Assim, os índios podem cortar árvores para construir casas, fazer utensílios domésticos, móveis, instrumentos de trabalho, cercas, canoas e barcos, por exemplo. Se o objetivo for comercial, porém, sempre dependendo da iniciativa dos próprios índios, a exploração deverá seguir as restrições impostas pelo Código Florestal e outras leis, inclusive em relação ao manejo e à proibição de corte e venda de algumas espécies.
Sem colidir com o artigo 21, que define como bens da União os recursos hídricos e minerais, o parágrafo 3º do mesmo artigo 231 define condições gerais para o aproveitamento desses recursos quando se localizarem em terras indígenas. Nesse caso, a exploração só poderá ocorrer “com autorização do Congresso Nacional, ouvidas as comunidades afetadas, ficando-lhes assegurada participação nos resultados da lavra, na forma da lei”.
Ou seja, nesse caso não há usufruto exclusivo e está clara a previsão de uma lei regulamentadora. Em relação aos recursos hídricos, a regulamentação por meio da lei que instituiu a Política Nacional de Recursos Hídricos (Lei 9.433, de 1997) não vem impedindo que demandas cheguem ao Judiciário, especialmente em relação ao ponto que determina a consulta prévia às comunidades, um dos motivos de ações contra a instalação da usina de Belo Monte.
Já em relação aos recursos minerais, ainda permanece um vácuo de regulamentação, embora já estejam tramitando diversas proposições.
Um dos projetos de tramitação mais adiantada é de autoria do senador Romero Jucá (PMDB-RR), o PLS 121/1995, já aprovado pelo Senado e agora em exame na Câmara dos Deputados (PL 1610/96). Mas o movimento indígena vem defendendo que o tema seja regulamentado como parte do Estatuto dos Povos Indígenas, na forma do PL 2057/91, um projeto apresentado à Câmara pelo então deputado Aloizio Mercadante, hoje ministro da Educação. Subscrita por outros deputados, a proposta está sem despacho novo desde 1994.
Atividade econômica
A norma regulamentadora é também necessária em decorrência de dispositivo constitucional do capítulo que trata dos princípios gerais da atividade econômica, no qual os recursos minerais e os potenciais de energia hidráulica são mais uma vez definidos como propriedade da União, embora garantindo ao concessionário a propriedade do produto da lavra (artigo 176).

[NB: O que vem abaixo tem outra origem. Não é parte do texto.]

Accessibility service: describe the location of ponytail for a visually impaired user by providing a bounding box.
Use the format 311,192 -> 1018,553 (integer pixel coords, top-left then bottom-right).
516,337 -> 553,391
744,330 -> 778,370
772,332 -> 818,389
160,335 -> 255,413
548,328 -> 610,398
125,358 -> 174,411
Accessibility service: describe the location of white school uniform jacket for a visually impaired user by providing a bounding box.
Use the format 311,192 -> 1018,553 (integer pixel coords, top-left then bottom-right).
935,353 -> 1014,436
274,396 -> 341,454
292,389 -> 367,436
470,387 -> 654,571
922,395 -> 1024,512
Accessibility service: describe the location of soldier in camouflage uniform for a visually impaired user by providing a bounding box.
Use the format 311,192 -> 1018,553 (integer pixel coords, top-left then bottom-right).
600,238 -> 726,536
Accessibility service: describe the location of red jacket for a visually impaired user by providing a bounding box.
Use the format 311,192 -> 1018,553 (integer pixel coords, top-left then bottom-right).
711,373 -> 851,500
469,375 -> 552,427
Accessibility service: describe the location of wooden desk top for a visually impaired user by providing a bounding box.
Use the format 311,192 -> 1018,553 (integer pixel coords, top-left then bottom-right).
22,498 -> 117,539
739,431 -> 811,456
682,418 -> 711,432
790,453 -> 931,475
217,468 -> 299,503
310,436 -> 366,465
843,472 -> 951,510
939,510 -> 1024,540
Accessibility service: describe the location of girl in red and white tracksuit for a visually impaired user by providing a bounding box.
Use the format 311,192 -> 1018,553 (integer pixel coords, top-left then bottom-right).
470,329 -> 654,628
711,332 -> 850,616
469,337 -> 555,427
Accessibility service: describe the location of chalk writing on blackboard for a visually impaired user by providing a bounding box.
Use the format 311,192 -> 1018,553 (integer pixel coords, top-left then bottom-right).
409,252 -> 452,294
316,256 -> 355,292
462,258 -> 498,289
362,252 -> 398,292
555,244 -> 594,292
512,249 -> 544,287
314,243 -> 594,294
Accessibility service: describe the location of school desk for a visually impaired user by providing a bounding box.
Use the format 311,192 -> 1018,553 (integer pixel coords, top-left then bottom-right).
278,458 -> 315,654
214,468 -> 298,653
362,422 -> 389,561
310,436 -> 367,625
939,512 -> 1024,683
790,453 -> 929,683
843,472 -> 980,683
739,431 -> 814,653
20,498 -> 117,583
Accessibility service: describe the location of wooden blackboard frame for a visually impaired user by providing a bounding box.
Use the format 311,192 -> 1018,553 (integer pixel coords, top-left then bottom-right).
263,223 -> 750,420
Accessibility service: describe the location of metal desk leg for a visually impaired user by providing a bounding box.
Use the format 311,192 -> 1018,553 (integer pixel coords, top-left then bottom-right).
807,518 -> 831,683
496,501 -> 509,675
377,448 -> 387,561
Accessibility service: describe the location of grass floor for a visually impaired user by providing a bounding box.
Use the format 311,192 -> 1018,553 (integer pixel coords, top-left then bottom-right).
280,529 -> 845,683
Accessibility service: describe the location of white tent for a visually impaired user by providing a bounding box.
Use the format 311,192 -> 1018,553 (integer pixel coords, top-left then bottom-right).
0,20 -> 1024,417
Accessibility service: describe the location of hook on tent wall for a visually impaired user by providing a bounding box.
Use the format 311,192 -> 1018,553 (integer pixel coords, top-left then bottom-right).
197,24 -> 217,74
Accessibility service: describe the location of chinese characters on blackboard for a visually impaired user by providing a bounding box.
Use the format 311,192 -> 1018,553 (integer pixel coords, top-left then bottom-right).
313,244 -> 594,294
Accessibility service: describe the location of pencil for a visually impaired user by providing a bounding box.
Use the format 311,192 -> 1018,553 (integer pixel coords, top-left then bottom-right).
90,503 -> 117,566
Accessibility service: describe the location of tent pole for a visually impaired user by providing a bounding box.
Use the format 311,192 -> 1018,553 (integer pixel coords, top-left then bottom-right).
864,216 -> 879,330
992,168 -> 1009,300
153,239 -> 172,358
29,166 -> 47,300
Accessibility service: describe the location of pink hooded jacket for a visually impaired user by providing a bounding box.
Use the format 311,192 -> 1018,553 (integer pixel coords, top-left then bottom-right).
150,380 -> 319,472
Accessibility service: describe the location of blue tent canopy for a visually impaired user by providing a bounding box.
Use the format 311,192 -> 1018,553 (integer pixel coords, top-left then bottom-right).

No parágrafo 1º desse dispositivo, fica ainda estabelecido que a pesquisa e a lavra dos recursos e o aproveitamento dos potenciais hídricos somente poderão ocorrer mediante autorização ou concessão da União, “no interesse nacional, por brasileiros ou empresa constituída sob as leis brasileiras e que tenha sua sede e administração no país, na forma da lei”. Ainda pelo texto, lei deverá estabelecer “as condições específicas quando essas atividades se desenvolverem em faixa de fronteira ou terras indígenas”.